Apollo-Astralis V1 4B, developed by VANTA Research, is a 4 billion parameter conversational reasoning model built upon the Qwen3-4B-Thinking base. It is specifically fine-tuned to integrate rigorous logical thinking with a warm, enthusiastic, and empathetic communication style, making it distinct from other LLMs.

Key Capabilities

  • Advanced Reasoning: Employs explicit <think> tags to demonstrate step-by-step reasoning, avoids common logical fallacies, and provides mathematically precise solutions. It also performs critical analysis by questioning assumptions.
  • Warm Communication: Delivers enthusiastic celebrations for achievements, offers empathetic support, and uses a collaborative tone with "we" language and clarifying questions.
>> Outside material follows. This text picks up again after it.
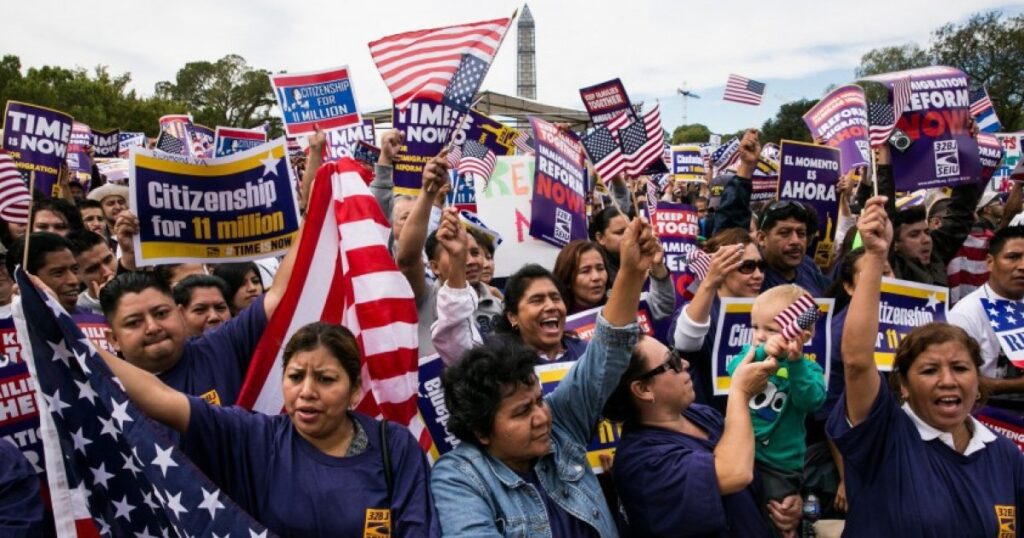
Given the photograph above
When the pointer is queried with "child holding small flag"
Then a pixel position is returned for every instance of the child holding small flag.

Its tone adapts to the conversational context.
  • Production-Ready: Maintains a consistent identity, uses natural conversational language, and balances analytical thinking with emotional intelligence.
  • Training: Fine-tuned using LoRA (33M trainable parameters) on a curated dataset emphasizing warmth, empathy, collaboration, and consistent identity.

Good for

  • Collaborative Problem-Solving: Ideal for scenarios requiring both analytical depth and emotionally intelligent interaction.
  • Interactive Assistants: Suitable for applications where a supportive, engaging, and logically sound AI persona is desired.
  • Educational Tools: Can be used in contexts where step-by-step reasoning and clear, encouraging explanations are beneficial.

Limitations

  • Primarily English-focused fine-tuning, despite the base model's multilingual capabilities.
  • Context window of 4096 tokens, inherited from the base model.
  • Not optimized for competition-level mathematics, but strong in conversational reasoning.
  • Enthusiastic style may not suit all professional contexts.